Rheinische Post: Wulff sucht den Pakt mit dem Volk

Der Bundespräsident hat sich für die Attacke
entschieden. Die Vorwürfe gegen ihn tat Christian Wulff gestern als
lebensfern ab, die Fehler als durch Entschuldigung ausgeräumt, die
Medien sieht er in ihrem Jagdrausch ungezähmt. Wissend, dass weite
Teile der politischen Klasse mit ihm abgeschlossen haben, sucht Wulff
den Pakt mit dem Volk. Dafür bewegt er sich in atemberaubender
Geschwindigkeit in die einzige Position, die ihm das Amt erhalten
kann: die Rolle des Opfers einer Kampagne.

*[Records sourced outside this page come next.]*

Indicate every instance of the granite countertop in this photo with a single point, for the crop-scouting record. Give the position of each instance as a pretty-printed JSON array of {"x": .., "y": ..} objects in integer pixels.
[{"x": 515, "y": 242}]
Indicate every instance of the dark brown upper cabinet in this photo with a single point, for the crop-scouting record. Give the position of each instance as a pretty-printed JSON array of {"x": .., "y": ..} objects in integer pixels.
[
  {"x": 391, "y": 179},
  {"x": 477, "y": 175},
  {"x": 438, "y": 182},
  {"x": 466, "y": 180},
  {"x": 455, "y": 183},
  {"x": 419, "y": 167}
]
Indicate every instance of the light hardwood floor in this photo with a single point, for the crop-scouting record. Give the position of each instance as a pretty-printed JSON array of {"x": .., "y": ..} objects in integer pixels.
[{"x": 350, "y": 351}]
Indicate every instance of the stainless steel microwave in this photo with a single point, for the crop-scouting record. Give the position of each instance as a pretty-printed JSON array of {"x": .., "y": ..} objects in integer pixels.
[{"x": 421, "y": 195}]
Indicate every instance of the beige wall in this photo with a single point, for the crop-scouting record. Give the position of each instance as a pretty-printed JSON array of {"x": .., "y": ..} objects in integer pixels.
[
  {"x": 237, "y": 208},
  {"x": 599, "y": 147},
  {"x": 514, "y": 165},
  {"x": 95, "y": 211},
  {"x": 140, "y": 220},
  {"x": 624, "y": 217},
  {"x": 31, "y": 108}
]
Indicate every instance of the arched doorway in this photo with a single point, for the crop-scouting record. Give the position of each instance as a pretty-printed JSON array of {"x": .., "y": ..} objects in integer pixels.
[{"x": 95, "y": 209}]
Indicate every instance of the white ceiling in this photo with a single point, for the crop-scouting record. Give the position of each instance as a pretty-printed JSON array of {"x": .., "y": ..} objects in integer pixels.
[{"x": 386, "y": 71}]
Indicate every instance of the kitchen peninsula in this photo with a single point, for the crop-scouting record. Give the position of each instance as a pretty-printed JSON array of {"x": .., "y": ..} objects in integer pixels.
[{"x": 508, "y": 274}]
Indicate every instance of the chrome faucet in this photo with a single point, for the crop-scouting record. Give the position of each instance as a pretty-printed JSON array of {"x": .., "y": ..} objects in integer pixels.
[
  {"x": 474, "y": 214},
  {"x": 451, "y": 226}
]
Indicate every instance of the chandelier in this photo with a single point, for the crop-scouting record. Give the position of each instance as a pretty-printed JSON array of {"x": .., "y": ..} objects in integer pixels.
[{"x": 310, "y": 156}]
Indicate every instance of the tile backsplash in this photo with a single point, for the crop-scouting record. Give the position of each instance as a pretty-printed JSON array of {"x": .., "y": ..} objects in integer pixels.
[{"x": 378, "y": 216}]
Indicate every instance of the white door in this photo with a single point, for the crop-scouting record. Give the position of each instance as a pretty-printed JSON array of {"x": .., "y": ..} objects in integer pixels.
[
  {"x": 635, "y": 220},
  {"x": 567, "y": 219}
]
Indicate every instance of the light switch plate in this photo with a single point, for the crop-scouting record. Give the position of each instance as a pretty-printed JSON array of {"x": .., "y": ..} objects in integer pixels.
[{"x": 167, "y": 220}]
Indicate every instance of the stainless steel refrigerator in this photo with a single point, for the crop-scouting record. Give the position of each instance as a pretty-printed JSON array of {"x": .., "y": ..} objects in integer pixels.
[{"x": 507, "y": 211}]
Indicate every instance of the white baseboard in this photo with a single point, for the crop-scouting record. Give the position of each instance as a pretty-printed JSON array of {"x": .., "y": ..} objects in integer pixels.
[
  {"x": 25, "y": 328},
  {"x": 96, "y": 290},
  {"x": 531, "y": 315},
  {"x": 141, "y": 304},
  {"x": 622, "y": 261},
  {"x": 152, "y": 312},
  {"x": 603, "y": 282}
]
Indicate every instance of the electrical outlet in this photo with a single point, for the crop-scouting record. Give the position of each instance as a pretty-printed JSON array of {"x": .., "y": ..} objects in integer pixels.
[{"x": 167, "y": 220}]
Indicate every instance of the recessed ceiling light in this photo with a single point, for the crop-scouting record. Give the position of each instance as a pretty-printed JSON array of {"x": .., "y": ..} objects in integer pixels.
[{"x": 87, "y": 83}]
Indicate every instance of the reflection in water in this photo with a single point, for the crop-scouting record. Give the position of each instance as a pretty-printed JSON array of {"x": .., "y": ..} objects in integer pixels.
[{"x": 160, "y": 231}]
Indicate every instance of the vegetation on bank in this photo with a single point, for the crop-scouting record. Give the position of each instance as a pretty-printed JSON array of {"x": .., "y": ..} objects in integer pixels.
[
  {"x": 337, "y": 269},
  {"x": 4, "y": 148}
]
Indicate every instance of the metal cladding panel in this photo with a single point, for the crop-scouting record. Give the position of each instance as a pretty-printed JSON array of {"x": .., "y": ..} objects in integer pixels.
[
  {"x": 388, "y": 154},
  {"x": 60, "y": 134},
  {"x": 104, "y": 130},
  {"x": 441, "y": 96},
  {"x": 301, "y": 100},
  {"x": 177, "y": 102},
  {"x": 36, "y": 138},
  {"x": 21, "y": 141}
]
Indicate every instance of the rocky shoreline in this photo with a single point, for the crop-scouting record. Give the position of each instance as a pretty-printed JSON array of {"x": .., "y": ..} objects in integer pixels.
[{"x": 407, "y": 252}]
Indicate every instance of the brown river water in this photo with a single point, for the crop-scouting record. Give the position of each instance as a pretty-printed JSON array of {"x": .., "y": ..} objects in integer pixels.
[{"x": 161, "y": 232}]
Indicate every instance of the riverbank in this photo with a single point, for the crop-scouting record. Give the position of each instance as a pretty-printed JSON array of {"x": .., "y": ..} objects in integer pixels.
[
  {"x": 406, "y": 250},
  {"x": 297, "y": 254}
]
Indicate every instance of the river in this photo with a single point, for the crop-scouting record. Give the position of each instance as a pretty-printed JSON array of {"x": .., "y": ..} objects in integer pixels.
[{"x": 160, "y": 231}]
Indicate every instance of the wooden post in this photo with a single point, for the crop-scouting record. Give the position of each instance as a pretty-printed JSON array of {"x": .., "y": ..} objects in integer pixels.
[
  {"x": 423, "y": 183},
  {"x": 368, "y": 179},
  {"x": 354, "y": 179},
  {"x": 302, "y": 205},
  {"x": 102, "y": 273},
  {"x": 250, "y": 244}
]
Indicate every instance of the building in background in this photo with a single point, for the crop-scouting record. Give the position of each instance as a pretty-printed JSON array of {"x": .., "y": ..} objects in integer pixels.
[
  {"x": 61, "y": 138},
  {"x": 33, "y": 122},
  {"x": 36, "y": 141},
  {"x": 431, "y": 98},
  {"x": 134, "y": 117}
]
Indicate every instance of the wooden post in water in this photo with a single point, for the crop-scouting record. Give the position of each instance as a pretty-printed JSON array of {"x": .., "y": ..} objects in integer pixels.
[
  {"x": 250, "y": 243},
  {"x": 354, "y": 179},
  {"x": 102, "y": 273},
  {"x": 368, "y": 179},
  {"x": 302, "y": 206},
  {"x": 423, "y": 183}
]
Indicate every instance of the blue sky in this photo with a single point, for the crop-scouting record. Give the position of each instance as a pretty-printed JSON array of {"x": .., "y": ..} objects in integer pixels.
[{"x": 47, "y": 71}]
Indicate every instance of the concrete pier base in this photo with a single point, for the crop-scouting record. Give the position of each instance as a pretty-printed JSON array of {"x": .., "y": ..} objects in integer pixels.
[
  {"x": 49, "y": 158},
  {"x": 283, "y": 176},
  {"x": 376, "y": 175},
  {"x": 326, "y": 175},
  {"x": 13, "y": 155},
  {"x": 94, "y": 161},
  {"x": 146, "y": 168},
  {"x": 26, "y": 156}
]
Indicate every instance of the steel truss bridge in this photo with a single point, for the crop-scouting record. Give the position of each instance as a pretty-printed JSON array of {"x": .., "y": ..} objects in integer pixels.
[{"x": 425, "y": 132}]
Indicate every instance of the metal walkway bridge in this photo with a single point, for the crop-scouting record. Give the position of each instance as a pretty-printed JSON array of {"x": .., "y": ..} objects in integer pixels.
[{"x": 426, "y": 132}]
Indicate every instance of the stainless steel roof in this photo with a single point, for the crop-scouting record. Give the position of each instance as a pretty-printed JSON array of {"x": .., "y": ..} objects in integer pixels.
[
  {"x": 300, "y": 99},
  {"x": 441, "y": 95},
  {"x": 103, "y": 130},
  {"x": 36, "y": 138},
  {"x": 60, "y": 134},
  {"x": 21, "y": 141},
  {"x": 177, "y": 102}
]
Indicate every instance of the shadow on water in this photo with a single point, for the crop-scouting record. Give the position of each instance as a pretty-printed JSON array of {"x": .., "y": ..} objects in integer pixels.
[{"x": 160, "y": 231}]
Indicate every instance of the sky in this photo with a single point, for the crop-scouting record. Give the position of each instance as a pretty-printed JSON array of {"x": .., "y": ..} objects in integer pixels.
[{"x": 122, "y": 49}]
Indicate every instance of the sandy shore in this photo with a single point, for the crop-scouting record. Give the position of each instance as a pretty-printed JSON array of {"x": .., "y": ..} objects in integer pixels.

Bei der Beantwortung immer
noch offener Fragen muss Wulff deshalb bewusst unscharf bleiben, um
nicht neue Angriffsflächen zu bieten. Etwa bei seiner Darstellung, er
habe nur um Aufschub bei der Beantwortung der Medienanfragen gebeten.
Warum aber schickte er trotzdem Antworten, um sie später
zurückzuziehen und Redakteure zu bedrohen? Warum machte er sich mit
unüblichen Kreditkonditionen einer öffentlichen Bank angreifbar, wenn
er sich zuvor einfach Geld von einem alten Freund lieh? Kennt er den
Gönner Maschmeyer auch seit Schulzeiten? Der Präsident zockt nun also
um sein Amt. Seine Wette lautet: Mitleid und schwindendes Interesse
an seinem Fall wiegen am Ende schwerer als die Kritik aus Politik und
Medien. Der Letzte, der es ebenfalls mit einer solchen Wette
versuchte, verlor. Es war Karl-Theodor zu Guttenberg.